Nonetheless he quoted Vietnam War Veteran Karl Marlantes who described the combat experience as inescapably spiritual: “Mystical or religious experiences have four common components: constant awareness of one’s own inevitable death, total focus on the present moment, the valuing of other people’s lives above one’s own, and being part of a larger religious community such as the Sangha, Ummah, or Church. All four of these exist in combat. The big difference is that the mystic sees heaven and the warrior sees hell.”
Indeed, Klay witnessed hell.
“The violence I had seen has left me feeling hollowed out, unable to guild all the agony with some beautiful meaning,” confessed Klay.
Later that afternoon, Klay engaged in an informal conversation with Scott Moringiello, Assistant Professor of Catholic Studies at DePaul University. Before students at the University of Chicago, the two discussed how literature helps us reflect on themes of brutality, faith, fear, and morality .
For Klay, literature has been a vehicle to express what has haunted him. After being discharged, he went to Hunter College and received an MFA. He then went on to write a collection of short stories titled Redeployment for which he was awarded the National Book Award for fiction in 2014. A review in The New York Times described it as “the best thing written so far on what the war did to people’s souls.”
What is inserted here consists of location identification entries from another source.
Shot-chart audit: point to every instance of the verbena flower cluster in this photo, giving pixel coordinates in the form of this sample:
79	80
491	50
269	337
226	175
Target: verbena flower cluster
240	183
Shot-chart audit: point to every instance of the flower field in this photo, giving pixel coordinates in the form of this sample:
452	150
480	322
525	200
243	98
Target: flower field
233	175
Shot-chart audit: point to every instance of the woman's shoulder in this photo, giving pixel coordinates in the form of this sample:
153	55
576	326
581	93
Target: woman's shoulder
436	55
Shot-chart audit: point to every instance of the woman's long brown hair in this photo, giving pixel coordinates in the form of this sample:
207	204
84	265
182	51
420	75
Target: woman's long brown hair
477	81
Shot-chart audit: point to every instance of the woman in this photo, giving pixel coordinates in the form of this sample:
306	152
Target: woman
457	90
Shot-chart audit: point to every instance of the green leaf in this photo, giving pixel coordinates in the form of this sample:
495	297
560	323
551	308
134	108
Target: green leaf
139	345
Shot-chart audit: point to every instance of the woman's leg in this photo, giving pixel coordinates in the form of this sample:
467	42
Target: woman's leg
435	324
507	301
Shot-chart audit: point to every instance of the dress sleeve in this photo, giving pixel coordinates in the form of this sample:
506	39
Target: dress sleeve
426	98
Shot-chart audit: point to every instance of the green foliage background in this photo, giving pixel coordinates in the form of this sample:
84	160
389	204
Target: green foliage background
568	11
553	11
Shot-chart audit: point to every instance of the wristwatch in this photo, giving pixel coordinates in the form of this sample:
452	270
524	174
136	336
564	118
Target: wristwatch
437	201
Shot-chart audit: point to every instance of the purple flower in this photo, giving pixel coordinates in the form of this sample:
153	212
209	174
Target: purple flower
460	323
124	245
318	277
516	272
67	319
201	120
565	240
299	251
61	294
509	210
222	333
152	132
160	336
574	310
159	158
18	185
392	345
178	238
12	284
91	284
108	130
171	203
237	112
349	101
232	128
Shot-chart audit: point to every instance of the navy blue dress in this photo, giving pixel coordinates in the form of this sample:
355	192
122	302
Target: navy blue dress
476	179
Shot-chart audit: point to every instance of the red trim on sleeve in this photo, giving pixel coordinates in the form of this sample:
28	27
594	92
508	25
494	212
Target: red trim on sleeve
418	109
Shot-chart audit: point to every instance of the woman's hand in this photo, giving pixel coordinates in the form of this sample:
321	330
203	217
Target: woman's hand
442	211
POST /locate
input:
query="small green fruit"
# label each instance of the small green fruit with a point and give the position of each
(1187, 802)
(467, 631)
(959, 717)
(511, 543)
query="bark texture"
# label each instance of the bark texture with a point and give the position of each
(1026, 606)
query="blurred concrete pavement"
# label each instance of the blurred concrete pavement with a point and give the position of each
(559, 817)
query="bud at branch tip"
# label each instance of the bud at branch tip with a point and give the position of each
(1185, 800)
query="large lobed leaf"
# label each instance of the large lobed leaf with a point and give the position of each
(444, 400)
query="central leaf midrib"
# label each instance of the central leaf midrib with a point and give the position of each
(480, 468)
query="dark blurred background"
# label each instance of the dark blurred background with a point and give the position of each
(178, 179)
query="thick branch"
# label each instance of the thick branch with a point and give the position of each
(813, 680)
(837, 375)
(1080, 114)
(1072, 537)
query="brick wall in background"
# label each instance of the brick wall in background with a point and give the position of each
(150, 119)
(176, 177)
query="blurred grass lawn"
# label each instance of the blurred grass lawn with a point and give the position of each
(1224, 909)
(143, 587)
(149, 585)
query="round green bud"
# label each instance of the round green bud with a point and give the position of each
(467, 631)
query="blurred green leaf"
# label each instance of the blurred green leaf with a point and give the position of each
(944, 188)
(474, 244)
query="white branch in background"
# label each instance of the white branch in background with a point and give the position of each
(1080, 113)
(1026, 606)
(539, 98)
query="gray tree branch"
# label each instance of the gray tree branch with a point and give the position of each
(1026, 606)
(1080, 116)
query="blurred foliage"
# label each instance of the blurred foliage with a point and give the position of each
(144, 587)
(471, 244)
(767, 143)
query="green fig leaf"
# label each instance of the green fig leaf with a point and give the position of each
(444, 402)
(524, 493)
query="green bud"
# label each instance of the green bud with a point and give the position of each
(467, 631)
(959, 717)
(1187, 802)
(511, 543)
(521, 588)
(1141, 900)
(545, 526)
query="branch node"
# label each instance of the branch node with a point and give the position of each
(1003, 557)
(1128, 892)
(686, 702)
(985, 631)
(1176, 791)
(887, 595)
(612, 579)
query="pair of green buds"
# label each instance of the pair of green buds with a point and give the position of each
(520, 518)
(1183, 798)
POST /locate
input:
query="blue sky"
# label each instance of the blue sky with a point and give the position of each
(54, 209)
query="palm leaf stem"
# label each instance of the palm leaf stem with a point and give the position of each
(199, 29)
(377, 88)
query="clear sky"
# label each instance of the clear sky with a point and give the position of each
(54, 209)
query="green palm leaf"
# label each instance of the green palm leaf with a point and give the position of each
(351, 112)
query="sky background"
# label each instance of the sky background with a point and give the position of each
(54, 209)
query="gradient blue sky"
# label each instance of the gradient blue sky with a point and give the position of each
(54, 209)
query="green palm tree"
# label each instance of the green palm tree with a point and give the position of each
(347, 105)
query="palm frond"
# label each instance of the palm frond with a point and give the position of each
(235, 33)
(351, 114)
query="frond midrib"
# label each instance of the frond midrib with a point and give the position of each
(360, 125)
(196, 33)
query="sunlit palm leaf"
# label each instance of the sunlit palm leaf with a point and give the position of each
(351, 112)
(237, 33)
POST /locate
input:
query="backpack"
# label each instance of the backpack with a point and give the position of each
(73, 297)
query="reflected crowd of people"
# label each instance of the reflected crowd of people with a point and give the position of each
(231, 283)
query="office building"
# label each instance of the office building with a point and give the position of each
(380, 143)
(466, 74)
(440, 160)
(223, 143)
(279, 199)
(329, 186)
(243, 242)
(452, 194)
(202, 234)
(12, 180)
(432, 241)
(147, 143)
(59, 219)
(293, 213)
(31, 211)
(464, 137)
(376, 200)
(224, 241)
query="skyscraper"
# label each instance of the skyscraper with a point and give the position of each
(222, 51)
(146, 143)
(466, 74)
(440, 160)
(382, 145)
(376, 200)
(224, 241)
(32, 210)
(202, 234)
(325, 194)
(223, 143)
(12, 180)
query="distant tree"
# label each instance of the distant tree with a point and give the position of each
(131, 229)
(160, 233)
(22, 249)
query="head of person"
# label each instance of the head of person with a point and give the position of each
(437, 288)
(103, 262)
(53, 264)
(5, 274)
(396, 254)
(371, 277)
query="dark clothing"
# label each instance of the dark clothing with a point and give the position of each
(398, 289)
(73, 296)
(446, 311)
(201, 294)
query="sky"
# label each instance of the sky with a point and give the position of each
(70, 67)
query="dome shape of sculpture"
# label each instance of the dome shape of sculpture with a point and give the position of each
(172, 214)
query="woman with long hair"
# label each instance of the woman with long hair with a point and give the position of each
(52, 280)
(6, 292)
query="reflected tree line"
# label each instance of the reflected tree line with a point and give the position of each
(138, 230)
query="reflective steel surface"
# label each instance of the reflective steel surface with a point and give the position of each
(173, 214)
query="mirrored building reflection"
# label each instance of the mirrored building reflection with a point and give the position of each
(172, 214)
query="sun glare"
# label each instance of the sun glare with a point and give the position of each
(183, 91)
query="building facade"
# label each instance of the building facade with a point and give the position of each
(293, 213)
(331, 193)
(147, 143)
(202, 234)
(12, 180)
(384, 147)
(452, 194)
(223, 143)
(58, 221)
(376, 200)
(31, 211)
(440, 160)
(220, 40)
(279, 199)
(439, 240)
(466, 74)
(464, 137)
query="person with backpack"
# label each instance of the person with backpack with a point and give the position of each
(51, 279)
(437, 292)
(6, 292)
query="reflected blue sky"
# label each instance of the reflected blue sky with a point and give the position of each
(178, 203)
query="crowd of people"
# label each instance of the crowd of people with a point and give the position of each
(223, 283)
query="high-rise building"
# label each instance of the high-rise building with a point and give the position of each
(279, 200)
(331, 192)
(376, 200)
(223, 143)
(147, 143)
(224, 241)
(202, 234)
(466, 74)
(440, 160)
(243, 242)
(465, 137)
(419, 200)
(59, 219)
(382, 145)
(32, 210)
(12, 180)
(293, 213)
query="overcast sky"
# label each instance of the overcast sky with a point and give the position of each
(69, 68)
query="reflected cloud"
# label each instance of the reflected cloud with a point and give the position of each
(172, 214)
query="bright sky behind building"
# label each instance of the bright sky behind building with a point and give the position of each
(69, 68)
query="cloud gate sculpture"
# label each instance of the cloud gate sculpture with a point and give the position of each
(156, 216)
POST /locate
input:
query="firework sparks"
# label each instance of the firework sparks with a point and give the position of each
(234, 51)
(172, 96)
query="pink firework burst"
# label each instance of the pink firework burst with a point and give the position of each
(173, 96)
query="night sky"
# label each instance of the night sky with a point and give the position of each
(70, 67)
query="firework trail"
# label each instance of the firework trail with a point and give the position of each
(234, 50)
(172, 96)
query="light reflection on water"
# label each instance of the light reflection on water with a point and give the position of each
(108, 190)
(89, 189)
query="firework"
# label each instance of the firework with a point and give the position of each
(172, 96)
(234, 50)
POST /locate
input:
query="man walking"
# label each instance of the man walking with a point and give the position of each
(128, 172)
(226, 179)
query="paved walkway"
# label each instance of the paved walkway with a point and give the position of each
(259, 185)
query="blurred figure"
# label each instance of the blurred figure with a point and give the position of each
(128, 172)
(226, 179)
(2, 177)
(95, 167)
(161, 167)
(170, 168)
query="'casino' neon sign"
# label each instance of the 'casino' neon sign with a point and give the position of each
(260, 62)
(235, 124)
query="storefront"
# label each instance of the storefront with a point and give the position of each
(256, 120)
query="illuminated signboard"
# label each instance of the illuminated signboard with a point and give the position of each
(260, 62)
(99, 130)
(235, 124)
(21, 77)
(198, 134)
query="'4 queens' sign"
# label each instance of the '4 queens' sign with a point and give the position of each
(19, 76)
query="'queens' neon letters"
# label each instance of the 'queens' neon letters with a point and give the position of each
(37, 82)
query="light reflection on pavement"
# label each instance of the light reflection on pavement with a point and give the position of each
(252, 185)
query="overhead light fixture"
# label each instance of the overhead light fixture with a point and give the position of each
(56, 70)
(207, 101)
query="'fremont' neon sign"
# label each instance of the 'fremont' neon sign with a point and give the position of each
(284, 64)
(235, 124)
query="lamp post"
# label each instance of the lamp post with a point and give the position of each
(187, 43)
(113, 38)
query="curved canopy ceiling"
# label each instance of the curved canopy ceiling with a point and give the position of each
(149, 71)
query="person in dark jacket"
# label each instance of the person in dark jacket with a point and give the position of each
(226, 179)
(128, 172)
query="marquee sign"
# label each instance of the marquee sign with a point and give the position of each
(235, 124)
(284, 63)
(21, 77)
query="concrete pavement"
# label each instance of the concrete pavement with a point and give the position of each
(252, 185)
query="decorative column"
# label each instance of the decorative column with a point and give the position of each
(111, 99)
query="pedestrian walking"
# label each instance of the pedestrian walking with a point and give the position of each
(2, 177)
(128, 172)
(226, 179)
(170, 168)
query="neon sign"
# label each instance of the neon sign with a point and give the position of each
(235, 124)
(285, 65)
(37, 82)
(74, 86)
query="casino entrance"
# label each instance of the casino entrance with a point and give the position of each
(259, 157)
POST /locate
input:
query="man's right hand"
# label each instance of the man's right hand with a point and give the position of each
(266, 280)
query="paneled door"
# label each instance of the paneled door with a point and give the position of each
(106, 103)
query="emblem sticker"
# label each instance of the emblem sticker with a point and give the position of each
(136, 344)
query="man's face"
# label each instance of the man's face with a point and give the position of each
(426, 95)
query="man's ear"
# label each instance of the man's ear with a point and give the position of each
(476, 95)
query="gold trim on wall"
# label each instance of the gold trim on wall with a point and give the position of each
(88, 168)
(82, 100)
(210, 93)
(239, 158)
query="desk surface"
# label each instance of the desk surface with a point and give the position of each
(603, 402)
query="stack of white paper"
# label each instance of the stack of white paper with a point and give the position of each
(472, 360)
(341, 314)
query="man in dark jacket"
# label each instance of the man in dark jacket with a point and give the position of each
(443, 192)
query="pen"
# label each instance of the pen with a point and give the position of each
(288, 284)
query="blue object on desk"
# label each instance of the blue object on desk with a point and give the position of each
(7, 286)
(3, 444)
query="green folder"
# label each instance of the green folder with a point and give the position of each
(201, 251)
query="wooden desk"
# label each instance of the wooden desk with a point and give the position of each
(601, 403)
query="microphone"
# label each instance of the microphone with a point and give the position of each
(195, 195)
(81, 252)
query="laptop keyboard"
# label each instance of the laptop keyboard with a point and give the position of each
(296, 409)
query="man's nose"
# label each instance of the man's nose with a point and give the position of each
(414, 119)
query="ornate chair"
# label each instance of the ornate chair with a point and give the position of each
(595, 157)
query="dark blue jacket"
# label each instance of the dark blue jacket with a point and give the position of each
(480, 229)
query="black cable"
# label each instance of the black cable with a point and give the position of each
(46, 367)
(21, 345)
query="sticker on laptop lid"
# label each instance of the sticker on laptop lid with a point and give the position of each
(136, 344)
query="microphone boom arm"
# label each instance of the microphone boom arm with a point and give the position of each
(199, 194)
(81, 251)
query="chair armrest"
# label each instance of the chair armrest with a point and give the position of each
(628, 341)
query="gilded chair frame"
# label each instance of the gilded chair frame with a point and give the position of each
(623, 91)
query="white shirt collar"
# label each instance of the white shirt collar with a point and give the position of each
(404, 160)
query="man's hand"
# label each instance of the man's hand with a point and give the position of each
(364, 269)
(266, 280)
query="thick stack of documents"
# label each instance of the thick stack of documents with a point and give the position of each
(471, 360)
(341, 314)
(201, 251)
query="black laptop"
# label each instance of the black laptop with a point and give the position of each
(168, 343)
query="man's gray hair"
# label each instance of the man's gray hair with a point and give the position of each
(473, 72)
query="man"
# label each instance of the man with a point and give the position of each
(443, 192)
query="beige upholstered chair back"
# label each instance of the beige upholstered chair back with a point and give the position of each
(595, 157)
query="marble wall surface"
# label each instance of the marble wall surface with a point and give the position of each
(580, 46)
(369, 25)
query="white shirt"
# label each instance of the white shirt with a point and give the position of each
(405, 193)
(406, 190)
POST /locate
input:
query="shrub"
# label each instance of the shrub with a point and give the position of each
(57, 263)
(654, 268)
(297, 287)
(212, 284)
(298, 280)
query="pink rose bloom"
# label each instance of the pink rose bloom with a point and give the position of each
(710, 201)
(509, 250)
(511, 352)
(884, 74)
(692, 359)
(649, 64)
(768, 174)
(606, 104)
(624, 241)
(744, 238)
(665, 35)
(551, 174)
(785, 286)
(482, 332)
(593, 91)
The conversation with Moringiello on literature was particularly meaningful given that it took place at the Divinity School where war veteran Joshua Casteel had been a graduate student prior to his diagnosis and eventual death from stage IV lung cancer in 2012.
Casteel, like Klay, was a veteran of the Iraq War. His time as an interrogator at Baghdad’s Abu Ghraib prison led him to seek early discharge as a conscientious objector.
When he returned home, Casteel similarly turned to literature to express the moral quandaries he experienced during war. Having earned an MFA at the University of Iowa, he then started advanced studies at the University of Chicago in theology, philosophy, and religion and literature. Casteel was a graduate associate of the Lumen Christi Institute and was assisting in the process of editing Cardinal George’s final book when he learned of his diagnosis.
The witness of both Klay and Casteel challenges us not to accept religious platitudes when it comes to exploring the darkest corners of the human soul.